Th2 Responses Elicited by Nasal Epithelial Cells Exposed to House Dust Mite Extract.
- Author:
Seung Heon SHIN
1
;
Mi Kyung YE
Author Information
- Publication Type:Original Article
- Keywords: House dust mite; Nasal epithelial cell; Peripheral blood mononuclear cell; Cytokine; Intercellular adhesion molecule
- MeSH: Allergens; Cell Membrane; Colony-Stimulating Factors; Dermatophagoides pteronyssinus; Dust; Epithelial Cells; Immune System; Inflammation; Intercellular Adhesion Molecule-1; Interferon-gamma; Interleukin-5; Interleukins; Nasal Polyps; Pyroglyphidae; RNA, Messenger; Tumor Necrosis Factor-alpha
- From:Clinical and Experimental Otorhinolaryngology 2009;2(4):175-180
- CountryRepublic of Korea
- Language:English
- Abstract: OBJECTIVES: Respiratory epithelial cells are the first site of interaction of allergens with the immune system.

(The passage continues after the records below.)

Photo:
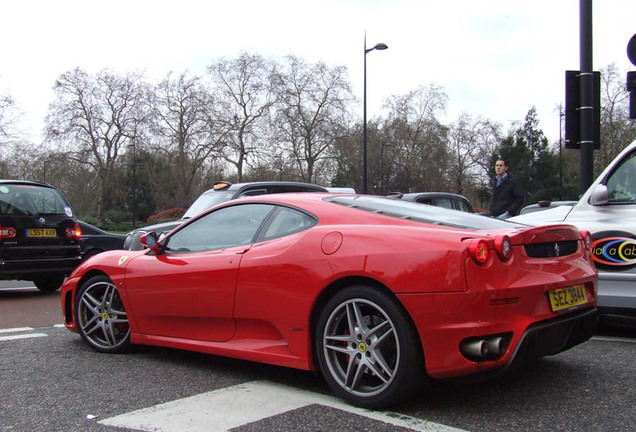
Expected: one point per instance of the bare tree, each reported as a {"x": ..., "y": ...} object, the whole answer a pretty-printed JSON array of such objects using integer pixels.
[
  {"x": 312, "y": 114},
  {"x": 95, "y": 118},
  {"x": 417, "y": 139},
  {"x": 617, "y": 130},
  {"x": 245, "y": 95},
  {"x": 469, "y": 139},
  {"x": 184, "y": 130},
  {"x": 8, "y": 117}
]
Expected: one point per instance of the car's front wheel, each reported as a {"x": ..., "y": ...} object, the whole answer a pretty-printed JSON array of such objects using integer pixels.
[
  {"x": 101, "y": 317},
  {"x": 367, "y": 348}
]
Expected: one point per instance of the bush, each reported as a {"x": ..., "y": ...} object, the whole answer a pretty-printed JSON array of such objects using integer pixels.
[{"x": 166, "y": 215}]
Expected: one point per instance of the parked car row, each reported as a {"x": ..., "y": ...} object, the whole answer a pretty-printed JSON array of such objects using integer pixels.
[
  {"x": 608, "y": 211},
  {"x": 42, "y": 240}
]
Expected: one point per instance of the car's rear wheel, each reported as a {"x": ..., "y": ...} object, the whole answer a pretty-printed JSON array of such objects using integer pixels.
[
  {"x": 367, "y": 348},
  {"x": 49, "y": 283},
  {"x": 101, "y": 317}
]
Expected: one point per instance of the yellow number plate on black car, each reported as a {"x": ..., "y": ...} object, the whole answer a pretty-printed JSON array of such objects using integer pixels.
[
  {"x": 41, "y": 232},
  {"x": 566, "y": 298}
]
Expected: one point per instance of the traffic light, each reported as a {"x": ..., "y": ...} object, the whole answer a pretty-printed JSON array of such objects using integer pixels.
[
  {"x": 573, "y": 109},
  {"x": 631, "y": 77},
  {"x": 631, "y": 88}
]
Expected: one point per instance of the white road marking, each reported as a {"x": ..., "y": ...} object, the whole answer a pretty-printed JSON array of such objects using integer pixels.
[
  {"x": 16, "y": 329},
  {"x": 19, "y": 336},
  {"x": 614, "y": 339},
  {"x": 22, "y": 336},
  {"x": 231, "y": 407}
]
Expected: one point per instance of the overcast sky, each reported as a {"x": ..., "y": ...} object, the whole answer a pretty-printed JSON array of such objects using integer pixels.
[{"x": 494, "y": 58}]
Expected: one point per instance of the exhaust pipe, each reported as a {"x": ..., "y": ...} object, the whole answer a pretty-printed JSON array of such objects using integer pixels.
[
  {"x": 475, "y": 348},
  {"x": 496, "y": 345}
]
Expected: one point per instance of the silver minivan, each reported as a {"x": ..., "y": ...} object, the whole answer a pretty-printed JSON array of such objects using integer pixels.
[{"x": 608, "y": 211}]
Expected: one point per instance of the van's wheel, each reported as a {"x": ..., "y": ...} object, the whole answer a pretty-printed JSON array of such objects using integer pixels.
[
  {"x": 367, "y": 348},
  {"x": 100, "y": 316},
  {"x": 49, "y": 283}
]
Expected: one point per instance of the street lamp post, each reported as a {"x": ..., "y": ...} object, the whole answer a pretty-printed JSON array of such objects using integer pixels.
[{"x": 379, "y": 46}]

The aim of this study was to examine the effect of epithelial cells, which were stimulated with house dust mite (HDM) extracts, on the immune response of peripheral blood mononuclear cells (PBMCs). METHODS: Primary nasal polyp epithelial cells were exposed to dermatophagoides pteronyssinus and dermatophagoides farina for 48 hr, and then the supernatant and cells were collected. After stimulation with HDM extract, the epithelial cells were co-cultured with PBMCs for 72 hr and then the supernatant was collected. We measured the interleukin (IL)-8 and granulocyte-macrophage colony stimulating factor to determine the activation of the epithelial cells. The tumor necrosis factor (TNF)-alpha, IL-5 and interferon-gamma were measured to evaluate the interaction between the epithelial cells and the PBMCs. The mRNA expression of intercellular adhesion molecule 1 (ICAM-1) was assessed using the anti-ICAM-1 antibody. RESULTS: The HDM extracts activated the nasal epithelial cells and enhanced the expression of ICAM-1 mRNA and cell membrane ICAM-1. When the activated epithelial cells were co-cultured with PBMCs, the PBMCs produced lager amounts of TNF-alpha and IL-5. However the cytokine production was not inhibited by pretreatment with ICAM-1 antibody. CONCLUSION: HDM allergens induce allergic inflammation by activating nasal epithelial cells, yet the interaction of the epitheila cells and the PBMCs may not be associated with an ICAM-1 medicated mechanism.